In a finFET, isolating the gate from the source/drain is relatively easy. In a nanosheet, where the gate wraps fully around stacked channels, you need a tiny dielectric wall - an inner spacer - tucked into the gaps between the sheets at the source/drain ends. It sounds minor; it is decisive for device quality. IBM's 2023 grant claims it.
The grant US11764265B2 (issued September 19, 2023; International Business Machines Corporation; CPC H01L 29/0665 source/drain region, H01L 29/0847, H01L 29/1608, H01L 29/6653 GAA process, H01L 29/66545) claims a nanosheet transistor with inner spacers. The H01L 29/0665 and H01L 29/6653 codes together pin down the source/drain-to-gate isolation context.

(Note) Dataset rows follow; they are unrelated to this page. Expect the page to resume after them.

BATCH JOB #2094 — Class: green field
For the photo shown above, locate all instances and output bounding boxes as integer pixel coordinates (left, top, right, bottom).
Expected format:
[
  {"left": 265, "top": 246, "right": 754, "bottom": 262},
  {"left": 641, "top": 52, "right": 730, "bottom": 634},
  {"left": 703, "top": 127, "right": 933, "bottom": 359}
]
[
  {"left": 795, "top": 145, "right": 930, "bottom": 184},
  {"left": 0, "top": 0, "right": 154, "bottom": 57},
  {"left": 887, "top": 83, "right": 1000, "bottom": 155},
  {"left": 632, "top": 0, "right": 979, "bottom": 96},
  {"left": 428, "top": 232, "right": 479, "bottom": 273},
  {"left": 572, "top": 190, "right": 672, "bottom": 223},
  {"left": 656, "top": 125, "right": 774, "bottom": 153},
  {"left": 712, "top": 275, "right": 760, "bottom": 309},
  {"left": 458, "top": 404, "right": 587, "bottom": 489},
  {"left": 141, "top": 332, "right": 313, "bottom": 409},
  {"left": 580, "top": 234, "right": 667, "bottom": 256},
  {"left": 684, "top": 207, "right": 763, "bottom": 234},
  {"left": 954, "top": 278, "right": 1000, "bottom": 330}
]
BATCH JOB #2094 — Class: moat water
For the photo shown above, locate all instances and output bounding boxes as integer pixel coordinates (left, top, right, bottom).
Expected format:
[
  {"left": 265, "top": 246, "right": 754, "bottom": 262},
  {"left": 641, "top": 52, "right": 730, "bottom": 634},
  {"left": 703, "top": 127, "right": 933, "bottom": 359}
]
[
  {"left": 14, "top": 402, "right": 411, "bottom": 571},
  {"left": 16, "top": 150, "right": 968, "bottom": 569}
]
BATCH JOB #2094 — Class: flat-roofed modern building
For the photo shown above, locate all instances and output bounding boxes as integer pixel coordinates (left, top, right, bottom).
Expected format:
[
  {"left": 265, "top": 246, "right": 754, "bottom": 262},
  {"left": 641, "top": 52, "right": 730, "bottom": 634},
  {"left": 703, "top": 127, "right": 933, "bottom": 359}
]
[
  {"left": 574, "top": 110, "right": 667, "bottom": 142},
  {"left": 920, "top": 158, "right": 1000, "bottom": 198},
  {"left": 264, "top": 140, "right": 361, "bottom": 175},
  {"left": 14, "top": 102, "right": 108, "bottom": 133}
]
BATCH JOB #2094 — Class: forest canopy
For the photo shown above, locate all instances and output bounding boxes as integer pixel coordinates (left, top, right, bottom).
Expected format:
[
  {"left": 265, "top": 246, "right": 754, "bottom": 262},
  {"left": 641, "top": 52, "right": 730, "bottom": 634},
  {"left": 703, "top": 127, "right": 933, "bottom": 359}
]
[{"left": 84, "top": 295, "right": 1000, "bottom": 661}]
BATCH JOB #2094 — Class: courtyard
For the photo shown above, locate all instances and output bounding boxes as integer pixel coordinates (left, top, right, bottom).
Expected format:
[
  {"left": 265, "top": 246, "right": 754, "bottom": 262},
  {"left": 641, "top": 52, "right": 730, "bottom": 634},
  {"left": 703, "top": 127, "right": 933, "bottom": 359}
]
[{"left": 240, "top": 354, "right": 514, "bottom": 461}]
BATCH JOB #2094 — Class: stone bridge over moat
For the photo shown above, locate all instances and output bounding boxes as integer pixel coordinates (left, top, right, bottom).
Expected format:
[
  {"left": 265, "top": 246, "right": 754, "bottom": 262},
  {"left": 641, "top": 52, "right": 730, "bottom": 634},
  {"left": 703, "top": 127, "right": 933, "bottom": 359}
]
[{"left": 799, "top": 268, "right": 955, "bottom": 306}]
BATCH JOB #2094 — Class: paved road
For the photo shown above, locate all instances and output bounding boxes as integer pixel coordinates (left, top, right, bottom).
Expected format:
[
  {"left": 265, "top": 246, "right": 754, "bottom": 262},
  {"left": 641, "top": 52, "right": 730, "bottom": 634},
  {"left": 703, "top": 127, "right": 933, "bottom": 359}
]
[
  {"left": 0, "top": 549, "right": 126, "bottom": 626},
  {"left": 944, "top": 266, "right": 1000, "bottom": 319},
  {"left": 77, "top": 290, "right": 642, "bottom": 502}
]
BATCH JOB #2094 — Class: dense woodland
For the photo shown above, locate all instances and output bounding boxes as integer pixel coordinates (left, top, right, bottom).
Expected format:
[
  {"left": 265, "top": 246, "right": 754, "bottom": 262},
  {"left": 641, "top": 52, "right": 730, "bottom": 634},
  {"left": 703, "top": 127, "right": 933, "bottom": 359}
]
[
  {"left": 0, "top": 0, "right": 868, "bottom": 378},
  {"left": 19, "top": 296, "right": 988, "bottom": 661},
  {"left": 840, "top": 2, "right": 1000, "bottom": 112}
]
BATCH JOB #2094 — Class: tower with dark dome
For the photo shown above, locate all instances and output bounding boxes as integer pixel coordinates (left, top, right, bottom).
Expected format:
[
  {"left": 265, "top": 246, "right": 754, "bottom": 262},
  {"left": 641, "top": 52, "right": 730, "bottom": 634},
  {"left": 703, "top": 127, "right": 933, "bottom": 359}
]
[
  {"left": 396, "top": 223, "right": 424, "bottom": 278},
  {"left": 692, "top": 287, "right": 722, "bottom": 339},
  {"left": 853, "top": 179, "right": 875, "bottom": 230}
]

Why does this little wall matter so much? Without a good inner spacer, the gate sits too close to the source/drain, creating parasitic capacitance and risking leakage paths - the same loss mechanisms IBM attacks elsewhere with air gaps and asymmetric gates. The inner spacer is the first line of defense, built into the most delicate part of the structure.
Formation is the whole difficulty. The spacer must be created in nanometer-scale cavities between sheets, during a process flow that is etching and depositing all around it, without damaging the channels. The claim's value lies in a manufacturable way to put the right dielectric in exactly the right tiny place.
Across the 2023 nanosheet record - inner air gaps, asymmetric gates, inner spacers - IBM is methodically claiming each micro-feature of the GAA transistor. The inner spacer is among the most fundamental, because almost every nanosheet device needs one, which makes IP here broadly relevant.
For the claim reader, the lesson is altitude: the most consequential transistor IP can be about a structure measured in nanometers and described in a single clause. IBM's 2023 inner-spacer grant claims one such structure - small, ubiquitous, and load-bearing for the whole GAA transition.